Din ile Bilim (Bertrand Russell)  

Din ile Bilim toplumsal yaşamanın iki yönüdür. Bunlardan birincisinin önemi insan düşüncesinin tanıdığımız ilk basamaklarından başlar. İkincisi eski Yunan'da, Araplarda bir ara belli belirsiz ortaya çıkmış, sonra on altıncı yüzyılda birdenbire büyük bir önem kazanarak, o zamandan bu yana içinde yaşamakta olduğumuz düşünceleri, kurumları yoğura gelmiştir. Din ile bilim arasında uzayıp giden çatışmada son birkaç yıla değin hep bilim üstün çıkıyordu. Ama Rusya ile Almanya'da, bilimin yollarından, araçlarından yararlanarak yayılan yeni dinlerin ortaya çıkışı, bilim için, başlangıçtakine benzer kuşkulu bir durum yaratmış, gelenekçi dinin bilimsel düşünceye açmış olduğu savaşın köklerini, tarihini incelemeyi yeniden önemli kılmıştır.

Bilim, gözlem ve gözleme dayanan düşünce yoluyla, evrendeki tek tek olguları, bu olguları birbirine bağlayan yasaları bulmaya, böylece gelecekteki olaylarında önceden bilinmelerini sağlamaya çalışmaktır. Bilimin bu kuramsal yönünden başka bir yönü de, bilimsel düşünceden yararlanarak, bilim öncesi çağlarda elde edilemeyen, ya da çok daha pahalıya mal olan yaşama kolaylıklarını, çok üstün yaşama olanaklarını sağlayan, bilimsel tekniktir. Bu ikinci yönüyle bilim, bilim adamı olmayanlar için bile büyük bir önem taşır.
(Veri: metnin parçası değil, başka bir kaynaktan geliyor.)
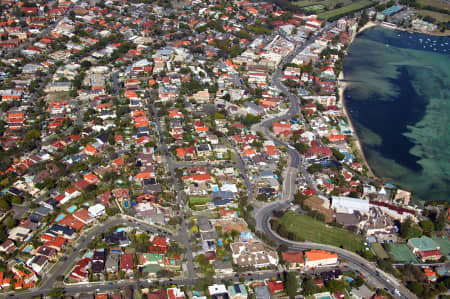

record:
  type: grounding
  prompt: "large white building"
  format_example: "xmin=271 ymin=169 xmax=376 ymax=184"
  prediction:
xmin=88 ymin=204 xmax=105 ymax=218
xmin=331 ymin=196 xmax=369 ymax=214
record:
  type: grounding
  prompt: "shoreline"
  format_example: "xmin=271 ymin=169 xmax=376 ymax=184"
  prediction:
xmin=337 ymin=21 xmax=448 ymax=199
xmin=337 ymin=71 xmax=381 ymax=179
xmin=337 ymin=21 xmax=382 ymax=180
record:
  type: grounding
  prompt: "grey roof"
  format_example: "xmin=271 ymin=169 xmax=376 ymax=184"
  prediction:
xmin=255 ymin=285 xmax=270 ymax=299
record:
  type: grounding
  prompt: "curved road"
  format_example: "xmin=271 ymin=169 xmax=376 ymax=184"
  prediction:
xmin=252 ymin=27 xmax=417 ymax=298
xmin=263 ymin=215 xmax=417 ymax=298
Toplumsal açıdan bakılınca din, bilimden daha karmaşık bir görüngüdür. Büyük tarihsel dinlerden her birinin üç yönü vardır: Kurum, öğreti ve kişisel töreler. Bu üç öğenin önemi çağdan çağa, ayrı ayrı yerlerde büyük değişiklikler göstermiştir. Eski Yunan, Roma dinleri, Stoacıların elinde ahlakçı bir nitelik kazanıncaya değin, kişisel töreler konusunda pek fazla bir şey söylemiyorlardı; İslam'da din kurumu hükümdarlar yanında önemsiz kalmıştır; modern Protestanlıkta öğretinin ilkelerini yumuşatma yolunda bir eğilim vardır. Ama bu üç öğe, önemlerindeki değişmelerle birlikte toplumsal bir görüngü olarak ele alınan, yalnızca bilim ile çatışmaları üzerinde durulan din için gereklidirler. Salt kişisel bir din, bilimin aykırı sayacağı kesinleşmelerden kaçındığı sürece, en bilimsel çağda bile hiç bir zaman yadırganmaz.
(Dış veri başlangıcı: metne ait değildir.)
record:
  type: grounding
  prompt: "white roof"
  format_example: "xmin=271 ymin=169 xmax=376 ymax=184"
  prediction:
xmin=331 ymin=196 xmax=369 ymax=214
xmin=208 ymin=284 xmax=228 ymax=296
Günümüzün dine inanan insanları ortaçağlarda var olan Hristiyanlık öğretilerinden birçoğunun gereksizliğini, gerçekte bunların din için büyük bir engel olduğunu anlamışlardır. Bir din öğretisi, bütünüyle kesin, sonrasız gerçekleri vermeğe çabalayan bilimden ayrılır; bilim her zaman deneycidir, şimdiki kuramlarının eninde sonunda değişikliklere uğrayacağını bilir. Yönteminin hiç bir eksiği bulunmayan sonuçlara götürmeğe, mantık yönünden yetersiz olduğunu sezer. Din, bir inançlar dizisi değil de bir duyuş biçimi oldukça, bilim dine dokunamaz. Belki de dogmaların çöküşü, böyle dinsel bir duyuş biçiminin yaşamasını, ruhbilimsel yönden gitgide daha güçleştirmektedir. Çünkü bu duyuş biçimi tanrı bilimsel inançla çok yakından ilgili bir şeydi. Ama bu güçlüğün sürüp gitmesi hiç de gerekli değildir. Hiçbir gerçek üstünlük zorla, temelsiz inançlara bağlanamaz. Temelsiz olan tanrı bilimsel inançların, yalnız dinsel görüşün iyi yönleri uğruna benimsenmeleri saçmalıktır. Yoksa tanrı bilimcilerin ilerde yapabileceğimiz her buluşta, dünyayı anlama yolunda atacağımız her adımda işimize karışacaklarını düşündükçe korkular geçirmek zorunda kalırız. Bizi gerçek bilgiye ulaştıracak bir anlayışa yaklaştığımız ölçüde, böyle sakıncalardan uzaklaşmış oluruz.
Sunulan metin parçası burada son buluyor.